Amid the panic, police tried to herd people out of Soho towards Oxford Street because of fears of a second device.

In Soho Square, a block away from the site of the blast, ambulance crews and paramedics set up a field hospital. About 30 doctors, nurses and ambulance men treated the injured in the middle of the square before transferring them to ambulances.

Hospitals in central London immediately launched in to the pre-planned major incident procedure, which involved clearing all non-essential cases from operating theatres and wards and calling in off duty staff. Fleets of ambulances took the injured to four hospitals.

The emergency helicopter service from the Royal London Hospital, Whitechapel, took doctors and medical equipment to the scene, setting down in Trafalgar Square.

James Fullum, who was in a nearby hotel, said he saw five people lying on the pavement after the explosion. "I thought they had been blown apart," he said.

"Passers-by tried artificial respiration on about three of them... and then the police and the ambulance arrived. I believe they were all male, they were covered in blood and there was smoke and intense fumes everywhere. You couldn't breathe.

"The police moved people out as fast as possible. They went from shop to shop making everyone get out."

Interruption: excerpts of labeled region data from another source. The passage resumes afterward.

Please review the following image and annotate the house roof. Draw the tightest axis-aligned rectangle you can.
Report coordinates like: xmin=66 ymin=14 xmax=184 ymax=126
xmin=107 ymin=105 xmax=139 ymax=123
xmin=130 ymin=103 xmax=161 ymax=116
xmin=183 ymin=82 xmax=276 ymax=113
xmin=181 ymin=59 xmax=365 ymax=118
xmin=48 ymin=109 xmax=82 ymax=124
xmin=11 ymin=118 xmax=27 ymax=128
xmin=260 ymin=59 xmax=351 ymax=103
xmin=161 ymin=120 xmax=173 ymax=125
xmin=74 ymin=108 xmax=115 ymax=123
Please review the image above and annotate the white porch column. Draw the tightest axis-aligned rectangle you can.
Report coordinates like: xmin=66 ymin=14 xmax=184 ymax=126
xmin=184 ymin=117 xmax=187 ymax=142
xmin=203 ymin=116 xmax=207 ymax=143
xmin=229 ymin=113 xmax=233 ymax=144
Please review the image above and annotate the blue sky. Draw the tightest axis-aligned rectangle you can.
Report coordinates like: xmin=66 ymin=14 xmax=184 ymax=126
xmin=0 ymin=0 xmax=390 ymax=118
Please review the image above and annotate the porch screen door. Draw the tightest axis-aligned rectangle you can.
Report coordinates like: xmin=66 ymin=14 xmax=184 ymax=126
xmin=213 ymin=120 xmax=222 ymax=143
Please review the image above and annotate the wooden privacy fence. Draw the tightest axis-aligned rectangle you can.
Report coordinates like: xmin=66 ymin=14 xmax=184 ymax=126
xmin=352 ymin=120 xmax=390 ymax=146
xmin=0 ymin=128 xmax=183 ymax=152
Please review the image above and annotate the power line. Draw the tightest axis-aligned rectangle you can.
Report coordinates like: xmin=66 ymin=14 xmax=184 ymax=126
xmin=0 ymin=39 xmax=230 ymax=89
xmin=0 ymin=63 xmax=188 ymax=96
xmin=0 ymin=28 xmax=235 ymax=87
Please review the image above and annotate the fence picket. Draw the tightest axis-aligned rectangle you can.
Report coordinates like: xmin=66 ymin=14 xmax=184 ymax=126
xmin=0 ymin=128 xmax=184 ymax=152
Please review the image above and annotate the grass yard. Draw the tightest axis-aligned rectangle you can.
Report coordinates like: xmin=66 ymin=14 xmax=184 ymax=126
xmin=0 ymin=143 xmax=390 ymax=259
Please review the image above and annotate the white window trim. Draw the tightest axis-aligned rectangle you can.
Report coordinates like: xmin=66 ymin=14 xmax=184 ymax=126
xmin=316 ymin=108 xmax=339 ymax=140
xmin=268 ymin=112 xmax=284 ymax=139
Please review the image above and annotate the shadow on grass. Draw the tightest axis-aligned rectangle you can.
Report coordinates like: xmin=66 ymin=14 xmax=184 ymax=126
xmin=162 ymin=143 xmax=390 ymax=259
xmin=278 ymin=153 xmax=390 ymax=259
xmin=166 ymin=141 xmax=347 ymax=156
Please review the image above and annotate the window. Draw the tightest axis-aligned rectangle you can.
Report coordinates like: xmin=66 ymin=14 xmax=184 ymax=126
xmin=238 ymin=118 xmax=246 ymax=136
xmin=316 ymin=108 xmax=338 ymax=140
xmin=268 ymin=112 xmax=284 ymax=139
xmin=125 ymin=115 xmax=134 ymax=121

Gavin Hans-Hamilton, proprietor of the French House, a well-known Soho pub, said some of the injured people were taken to other cafes and pubs in Old Compton Street. Pierre du Chamois, 30, a British Airways employee from London, had been shopping at a store called Clone Zone when the device exploded. "There were people running out all over the place," he said.

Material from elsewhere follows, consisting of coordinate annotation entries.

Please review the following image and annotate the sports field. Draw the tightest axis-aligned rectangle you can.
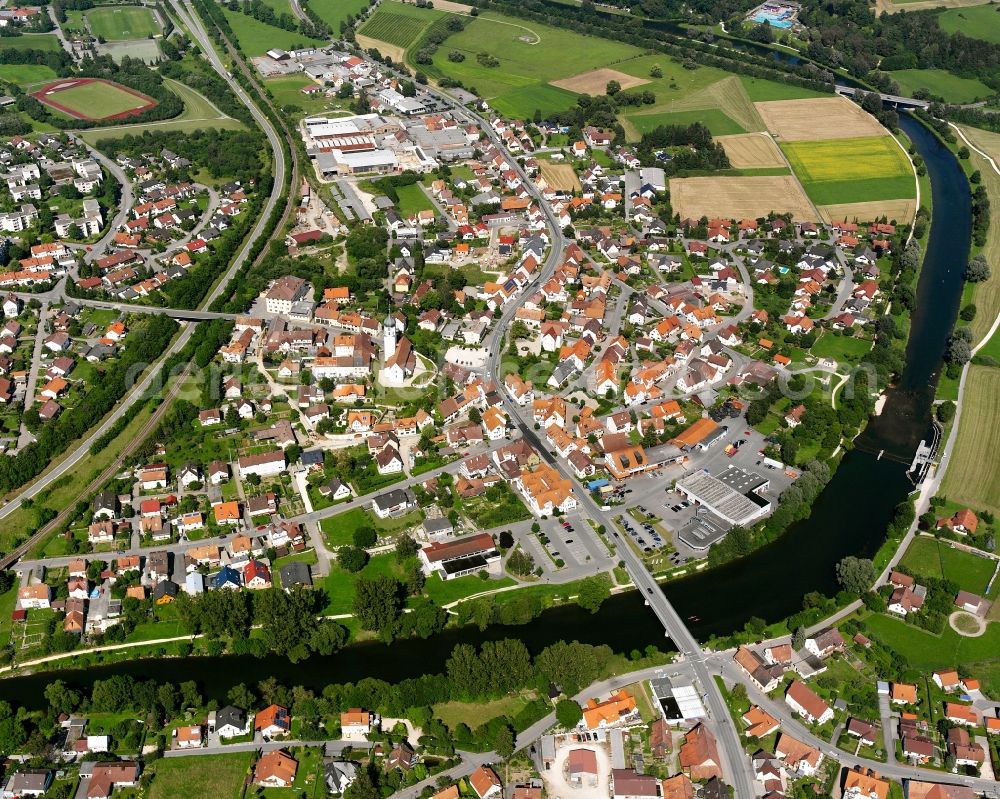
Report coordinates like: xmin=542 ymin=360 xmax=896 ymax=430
xmin=938 ymin=3 xmax=1000 ymax=44
xmin=80 ymin=78 xmax=243 ymax=146
xmin=887 ymin=69 xmax=1000 ymax=103
xmin=718 ymin=133 xmax=785 ymax=169
xmin=962 ymin=125 xmax=1000 ymax=342
xmin=781 ymin=136 xmax=916 ymax=205
xmin=670 ymin=175 xmax=816 ymax=221
xmin=940 ymin=365 xmax=1000 ymax=513
xmin=754 ymin=96 xmax=886 ymax=141
xmin=32 ymin=78 xmax=156 ymax=120
xmin=86 ymin=6 xmax=160 ymax=42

Mr du Chamois said he believed there had been about 30 people in the bar. "The Admiral Duncan was busy at the time and it's a small, dark place. I saw at least half a dozen bodies," he said.

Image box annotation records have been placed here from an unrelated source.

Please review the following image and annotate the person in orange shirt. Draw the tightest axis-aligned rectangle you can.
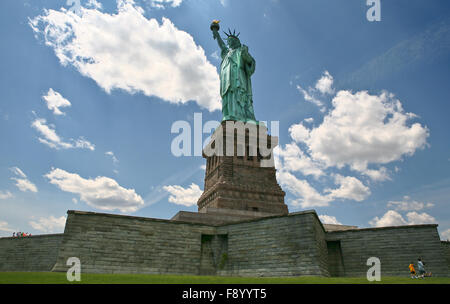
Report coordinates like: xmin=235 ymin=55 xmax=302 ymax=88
xmin=408 ymin=262 xmax=417 ymax=279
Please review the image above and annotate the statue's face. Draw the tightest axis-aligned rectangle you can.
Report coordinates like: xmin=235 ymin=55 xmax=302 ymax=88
xmin=227 ymin=37 xmax=241 ymax=49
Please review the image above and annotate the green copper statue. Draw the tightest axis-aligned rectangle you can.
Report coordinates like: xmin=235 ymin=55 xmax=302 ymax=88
xmin=211 ymin=20 xmax=258 ymax=124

A Scottish family who were visiting London said they had escaped injury by a matter of minutes. Joseph Shields, who was with his brother Billy and his nephew, also named Joseph, said: "There was a huge blast and the noise went on for a couple of seconds. Then there was screaming and the full front of the building had come out."

His nephew, 22, said: "People were tumbling over each other in a panic to get out. One landed on top of me and I could see his leg was covered in blood."

Brian Wright, 25, a homeless man, originally from Glasgow, said: "I was 20 yards away from the pub when there was this huge explosion and the whole area of the pub was just blown out.

"I went straight away to help get people out of the wreckage. I could not see because the smoke was so intense and I only managed to get one out. Then the police began to move people away.

"I think it was planned. It doesn't matter if they are gay or not. They are just human beings."

The emergency number for relatives of the casualties is 0171 834 7777.